OK, what are some other good games.....


----------



## Honor (Dec 2, 2008)

dude we don't have a Wii (we want one really really bad though) but my lil sister has one and we loved the game that came with it... boxing, tennis, bowling (my personal fav) and then they downloaded Supermario Bro3.... do you remember that game??? it was my fav back in the day!!! we played that till like 3am it was awsome... Then 6am came and I remembered I am a mom and kids had been in bed since 7pm...ouch.


----------



## Jon Lake (Dec 2, 2008)

Honor said:


> dude we don't have a Wii (we want one really really bad though) but my lil sister has one and we loved the game that came with it... boxing, tennis, bowling (my personal fav) and then they downloaded Supermario Bro3.... do you remember that game??? it was my fav back in the day!!! we played that till like 3am it was awsome... Then 6am came and I remembered I am a mom and kids had been in bed since 7pm...ouch.

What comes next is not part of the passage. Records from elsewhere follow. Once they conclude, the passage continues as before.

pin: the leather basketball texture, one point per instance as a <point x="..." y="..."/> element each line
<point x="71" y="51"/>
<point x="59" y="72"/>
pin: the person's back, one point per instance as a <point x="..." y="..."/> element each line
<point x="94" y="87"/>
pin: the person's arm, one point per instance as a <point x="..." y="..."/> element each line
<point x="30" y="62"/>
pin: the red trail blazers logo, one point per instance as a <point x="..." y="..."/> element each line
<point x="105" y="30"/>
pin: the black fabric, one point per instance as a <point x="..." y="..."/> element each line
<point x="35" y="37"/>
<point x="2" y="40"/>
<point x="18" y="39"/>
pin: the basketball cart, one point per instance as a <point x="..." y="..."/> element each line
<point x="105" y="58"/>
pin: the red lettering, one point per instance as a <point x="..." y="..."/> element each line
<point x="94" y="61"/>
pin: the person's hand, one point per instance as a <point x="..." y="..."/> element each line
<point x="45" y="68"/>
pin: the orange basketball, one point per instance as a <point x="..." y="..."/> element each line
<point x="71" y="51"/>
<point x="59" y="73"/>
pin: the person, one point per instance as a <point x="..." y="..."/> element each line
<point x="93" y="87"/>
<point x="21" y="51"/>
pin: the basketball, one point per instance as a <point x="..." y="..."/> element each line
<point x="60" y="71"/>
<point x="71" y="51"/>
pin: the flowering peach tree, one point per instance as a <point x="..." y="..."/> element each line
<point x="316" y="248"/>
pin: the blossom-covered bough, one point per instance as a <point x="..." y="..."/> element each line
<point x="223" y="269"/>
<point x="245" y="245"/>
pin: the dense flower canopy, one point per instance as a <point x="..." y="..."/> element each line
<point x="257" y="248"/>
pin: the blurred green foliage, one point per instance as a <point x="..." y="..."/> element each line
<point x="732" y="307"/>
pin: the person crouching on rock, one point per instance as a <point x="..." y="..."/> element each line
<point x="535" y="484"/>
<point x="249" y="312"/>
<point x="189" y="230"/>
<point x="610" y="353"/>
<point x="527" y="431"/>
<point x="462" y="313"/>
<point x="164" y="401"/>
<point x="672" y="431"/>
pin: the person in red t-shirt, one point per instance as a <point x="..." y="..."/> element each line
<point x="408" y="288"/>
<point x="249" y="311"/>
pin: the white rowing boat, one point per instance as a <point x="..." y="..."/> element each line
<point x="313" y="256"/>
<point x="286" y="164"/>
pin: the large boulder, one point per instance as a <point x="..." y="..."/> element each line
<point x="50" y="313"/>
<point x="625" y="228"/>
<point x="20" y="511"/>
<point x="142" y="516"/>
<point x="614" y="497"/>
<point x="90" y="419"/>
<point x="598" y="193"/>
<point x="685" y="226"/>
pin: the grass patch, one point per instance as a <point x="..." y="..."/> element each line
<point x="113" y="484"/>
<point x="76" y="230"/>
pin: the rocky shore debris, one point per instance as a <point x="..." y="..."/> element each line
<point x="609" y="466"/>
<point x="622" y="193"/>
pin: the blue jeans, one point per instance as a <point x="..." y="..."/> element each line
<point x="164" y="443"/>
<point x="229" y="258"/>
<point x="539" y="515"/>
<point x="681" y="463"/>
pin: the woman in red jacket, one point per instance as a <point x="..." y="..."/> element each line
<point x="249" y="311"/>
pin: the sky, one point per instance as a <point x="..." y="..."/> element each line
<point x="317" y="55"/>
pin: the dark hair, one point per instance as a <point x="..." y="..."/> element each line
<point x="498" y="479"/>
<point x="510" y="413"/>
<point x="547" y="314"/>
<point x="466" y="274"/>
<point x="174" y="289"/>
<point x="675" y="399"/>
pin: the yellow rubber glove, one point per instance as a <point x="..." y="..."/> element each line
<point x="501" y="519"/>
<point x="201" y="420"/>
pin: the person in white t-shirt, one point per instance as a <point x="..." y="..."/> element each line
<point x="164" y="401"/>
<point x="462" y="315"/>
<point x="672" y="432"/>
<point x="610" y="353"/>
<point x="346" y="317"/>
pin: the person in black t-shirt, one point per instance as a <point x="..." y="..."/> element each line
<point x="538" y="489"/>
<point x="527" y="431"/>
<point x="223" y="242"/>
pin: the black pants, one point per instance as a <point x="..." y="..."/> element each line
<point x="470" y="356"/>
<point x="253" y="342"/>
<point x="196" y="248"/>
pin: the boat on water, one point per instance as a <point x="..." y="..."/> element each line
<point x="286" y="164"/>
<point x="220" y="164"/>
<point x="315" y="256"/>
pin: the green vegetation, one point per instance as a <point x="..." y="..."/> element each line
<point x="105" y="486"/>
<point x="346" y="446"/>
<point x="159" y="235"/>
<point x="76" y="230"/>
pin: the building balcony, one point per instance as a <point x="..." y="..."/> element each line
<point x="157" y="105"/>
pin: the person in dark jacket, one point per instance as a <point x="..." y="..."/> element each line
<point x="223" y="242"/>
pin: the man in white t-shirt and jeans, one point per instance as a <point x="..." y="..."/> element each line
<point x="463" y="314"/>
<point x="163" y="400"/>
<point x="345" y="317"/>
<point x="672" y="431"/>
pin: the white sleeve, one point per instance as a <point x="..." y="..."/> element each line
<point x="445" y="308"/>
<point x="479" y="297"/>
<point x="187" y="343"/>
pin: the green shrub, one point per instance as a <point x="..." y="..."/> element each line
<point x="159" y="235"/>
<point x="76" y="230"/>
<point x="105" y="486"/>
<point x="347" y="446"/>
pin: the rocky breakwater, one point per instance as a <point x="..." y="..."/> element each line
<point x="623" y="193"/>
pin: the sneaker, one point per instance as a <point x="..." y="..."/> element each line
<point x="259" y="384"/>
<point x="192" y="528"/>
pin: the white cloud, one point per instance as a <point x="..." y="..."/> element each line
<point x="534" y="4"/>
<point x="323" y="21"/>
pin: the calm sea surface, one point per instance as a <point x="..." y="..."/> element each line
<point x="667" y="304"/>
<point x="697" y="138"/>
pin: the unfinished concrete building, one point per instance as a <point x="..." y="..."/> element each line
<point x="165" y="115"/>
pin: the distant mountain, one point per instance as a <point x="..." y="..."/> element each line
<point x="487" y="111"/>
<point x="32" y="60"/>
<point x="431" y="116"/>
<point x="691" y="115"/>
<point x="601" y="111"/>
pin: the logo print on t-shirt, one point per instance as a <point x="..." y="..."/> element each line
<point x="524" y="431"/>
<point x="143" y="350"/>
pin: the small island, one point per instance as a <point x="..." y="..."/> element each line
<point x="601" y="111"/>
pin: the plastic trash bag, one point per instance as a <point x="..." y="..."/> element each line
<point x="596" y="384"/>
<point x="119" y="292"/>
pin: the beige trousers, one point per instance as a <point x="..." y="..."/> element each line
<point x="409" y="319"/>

The SALES on Wii have been amazing, Amazon got a bunch in when they first came out, sold in like an HOUR, they got a batch in for the Holiday season recently, SOLD OUT. Same thing at Best Buy. People accused Nintendo of "staggering" the shipments to build hype, they swear they are trying to keep up with the demand. I read it is not just North America, they have now become the biggest selling console in Australia topping X-Box. Everyone wants one! Wii is like the Beatles of game consoles! It is a VERY cool system.


----------



## Honor (Dec 2, 2008)

Jon Lake said:


> Honor said:
> 
> 
> > dude we don't have a Wii (we want one really really bad though) but my lil sister has one and we loved the game that came with it... boxing, tennis, bowling (my personal fav) and then they downloaded Supermario Bro3.... do you remember that game??? it was my fav back in the day!!! we played that till like 3am it was awsome... Then 6am came and I remembered I am a mom and kids had been in bed since 7pm...ouch.
> ...


oh yeah VERY cool... now if only they gave them away for free


----------



## Jon Lake (Dec 2, 2008)

Honor said:


> Jon Lake said:
> 
> 
> > Honor said:
> ...


Odd thing is they are not expensive consoles, the other companies took the approach, our system can do this and this and this, Nintendo was SMART, they had two failures after Super Nintendo, they did not wish to repeat them, they all sat down and came up with a console system that is.......fun.


----------